MARILOU-GAROU: Le texte du film est-t-il adapté à la scène, ou
conservé tel quel?
JACKIE CHONG: Selon mes souvenirs, le texte de la pièce est exactement
le même que celui du film, a une virgule près.
MARILOU-GAROU: La longueur du scénario se prête mal à la scène, du
moins dans une telle adaptation où la lenteur est travaillée avec précision.
J’imagine que, sur écran, la parole d’Alma peut sembler être l’expression
des pensées d’Elisabeth, alors que sur scène, elle devient si suffocante
qu’elle éclipse presque totalement les autres personnages.
JACKIE CHONG: En fait, au cinéma, le débit naturel de l’actrice empêche
cette lassitude. Le jeu des deux actrices sur l’écran se complète, équilibré
entre la parole et le geste. Le défi de hybris.théâtre consiste à tenter de
reproduire ce climat d’intimité créé par Bergman. Il se sert du médium
cinéma pour renforcer l’ambivalence entre Elisabeth et Alma. Avec les gros
plans fixes, il permet d’attarder le regard sur les détails et augmente l’effet
de proximité. Le réalisateur accentue même la ressemblance entre les deux
femmes grâce à certains effets cinématographiques qui les confondent.
MARILOU-GAROU:
Au
théâtre,
les
effets
cinématographiques
deviennent un exercice de style et la parole incessante d’Alma devient le
terrain d’expérimentations diverses: le débit est ralenti au maximum, les
acteurs sortent régulièrement du cadre de la scène pour reprendre leurs
cahiers et suivre le texte écrit, puis chavirent à chaque pas au moment de
retourner en scène, avant de s’asperger d’eau. Le système de codes
initialement présenté s’empêtre pourtant rapidement et la cohérence
s’effrite. Par exemple, on comprend de moins en moins le sens des «sorties
de scène» des acteurs et leurs retours au texte semblent de plus en plus
inexpliqués. Les acteurs pataugent longtemps, au sens propre comme
figuré, alors que la mise en scène tâtonne pour boucler les fils éparpillés et
construire une fin claire. On comprend la volonté de représenter le trouble
identitaire, mais le résultat est plutôt maladroit.

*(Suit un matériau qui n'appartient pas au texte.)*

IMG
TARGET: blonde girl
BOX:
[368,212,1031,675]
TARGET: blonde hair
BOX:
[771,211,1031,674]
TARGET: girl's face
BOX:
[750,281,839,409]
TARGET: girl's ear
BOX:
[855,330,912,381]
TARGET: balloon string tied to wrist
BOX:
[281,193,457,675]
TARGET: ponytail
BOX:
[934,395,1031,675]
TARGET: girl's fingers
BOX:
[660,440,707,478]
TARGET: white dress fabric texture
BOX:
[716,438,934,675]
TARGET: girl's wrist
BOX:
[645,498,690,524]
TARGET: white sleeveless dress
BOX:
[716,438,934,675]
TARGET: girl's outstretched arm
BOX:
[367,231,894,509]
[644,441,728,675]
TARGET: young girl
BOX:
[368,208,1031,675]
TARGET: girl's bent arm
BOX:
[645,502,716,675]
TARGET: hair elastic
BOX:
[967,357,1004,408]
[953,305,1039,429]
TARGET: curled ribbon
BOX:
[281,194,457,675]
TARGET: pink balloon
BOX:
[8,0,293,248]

JACKIE CHONG: Il est certain qu’avec une proposition comme celle de
Philippe Dumaine, l’épuration du scénario aurait été à son avantage.Un peu
à l’allure des images du film en noir et blanc qui reste d’une apparente
simplicité avec son esthétique épurée, ses formes claires et ses plans nets.
MARILOU-GAROU: Cette épuration, elle se retrouve par contre dans
l’aspect visuel de la pièce. Avant même l’entrée en salle, le public traverse
une antichambre blanche et presque vide, mis à part quelques socles blancs.
Un verre brisé, un liquide qui coule, figés dans l’espace. Une paire
d’écouteurs pend du plafond, le texte de Persona y est scandé. Un espace en
suspens où les mots résonnent entre nos oreilles si seulement on ose les
entendre. La scénographie d’Andréane Bernard, toute de lignes et d’angles
droits, de blancheur, concrétise parfaitement cette impression d’espace
aussi vide qu’il peut être transpercé par un éclat, un bris, une parole. À
défaut de connaître Bergman, ce contraste inquiétant entre noir et blanc me
rappelle le cinéma expressionniste allemand, et mon regard est tout aussi
aspiré par les arches géométriques que ces personnages de film semblent
l’être par les lignes du décor.
JACKIE CHONG: La grande beauté de Persona réside dans sa théâtralité.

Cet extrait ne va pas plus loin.